Asleep, he looked quite different, not younger but purer, untouched by the experience and compromises of age. A preacher from the eighteenth century, say, who knew he was doing God’s work. I looked at his chart. He’d been off the ventilator since midnight. There were EKG records and an order for an echocardiogram and something called a MUGA test. Under marital status a woman had written in blue ink: divorced. I adjusted the slant of the blinds so that the sun wasn’t in his face, and watched his chest rise and fall, then went to find a doctor.
I DROVE A circuitous route—no one followed me—to a café on Boat Street that I’d read about. I pulled into the parking lot. It was lunchtime and I was hungry, but I didn’t get out of the car; I doubted my hunger would stand in the face of food that tasted of sulfur and burnt rubber.

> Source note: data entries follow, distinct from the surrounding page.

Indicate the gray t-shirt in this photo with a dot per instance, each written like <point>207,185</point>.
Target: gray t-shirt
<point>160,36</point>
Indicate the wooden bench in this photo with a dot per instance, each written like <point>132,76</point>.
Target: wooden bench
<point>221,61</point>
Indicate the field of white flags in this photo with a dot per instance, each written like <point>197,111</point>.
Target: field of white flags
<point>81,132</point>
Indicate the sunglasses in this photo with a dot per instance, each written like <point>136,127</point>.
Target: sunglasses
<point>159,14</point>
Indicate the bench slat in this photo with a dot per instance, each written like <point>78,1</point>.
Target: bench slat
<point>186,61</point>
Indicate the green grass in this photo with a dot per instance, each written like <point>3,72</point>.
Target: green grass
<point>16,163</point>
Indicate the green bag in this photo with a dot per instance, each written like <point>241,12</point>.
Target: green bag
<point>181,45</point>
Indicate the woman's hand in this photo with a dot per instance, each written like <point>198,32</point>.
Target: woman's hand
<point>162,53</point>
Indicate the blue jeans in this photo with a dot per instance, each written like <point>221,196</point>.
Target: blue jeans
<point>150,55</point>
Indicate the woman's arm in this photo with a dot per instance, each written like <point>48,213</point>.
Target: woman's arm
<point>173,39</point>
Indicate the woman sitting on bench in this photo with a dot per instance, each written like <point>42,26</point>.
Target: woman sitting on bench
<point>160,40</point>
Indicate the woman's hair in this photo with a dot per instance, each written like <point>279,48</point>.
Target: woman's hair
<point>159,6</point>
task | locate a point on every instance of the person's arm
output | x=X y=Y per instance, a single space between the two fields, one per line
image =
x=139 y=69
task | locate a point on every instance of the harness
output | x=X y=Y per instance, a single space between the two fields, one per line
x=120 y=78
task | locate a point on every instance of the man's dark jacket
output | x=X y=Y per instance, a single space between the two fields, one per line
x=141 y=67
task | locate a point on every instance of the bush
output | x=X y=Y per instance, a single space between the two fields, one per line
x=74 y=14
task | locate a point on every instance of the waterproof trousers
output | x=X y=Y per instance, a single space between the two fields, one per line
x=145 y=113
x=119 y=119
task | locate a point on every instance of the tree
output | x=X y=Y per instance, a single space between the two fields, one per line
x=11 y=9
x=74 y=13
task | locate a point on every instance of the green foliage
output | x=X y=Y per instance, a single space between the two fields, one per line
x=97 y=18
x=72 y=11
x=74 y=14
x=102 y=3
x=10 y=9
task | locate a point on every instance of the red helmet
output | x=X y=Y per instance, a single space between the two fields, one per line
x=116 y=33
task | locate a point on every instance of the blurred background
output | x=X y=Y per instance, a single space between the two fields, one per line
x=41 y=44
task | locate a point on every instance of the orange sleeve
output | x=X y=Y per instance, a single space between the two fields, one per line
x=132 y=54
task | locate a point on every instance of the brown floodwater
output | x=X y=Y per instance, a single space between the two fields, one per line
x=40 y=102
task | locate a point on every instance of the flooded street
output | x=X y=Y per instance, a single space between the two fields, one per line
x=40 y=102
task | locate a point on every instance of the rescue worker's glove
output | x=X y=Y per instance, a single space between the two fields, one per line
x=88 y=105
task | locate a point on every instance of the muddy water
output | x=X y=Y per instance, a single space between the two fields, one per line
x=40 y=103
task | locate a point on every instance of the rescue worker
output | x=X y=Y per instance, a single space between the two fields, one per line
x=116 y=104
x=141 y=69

Jursen had congestive heart failure. The overdose had nearly killed him—an overdose he’d been fed because he was connected to me. His near-death was a consequence an order of magnitude greater than spoiling a few rolls of film, and very public. Corning was running scared, scared enough to try to erase her tracks, starting with pulling the tail on me. Good. I would let her stew in her own juices another day or so. Fear would do my work for me.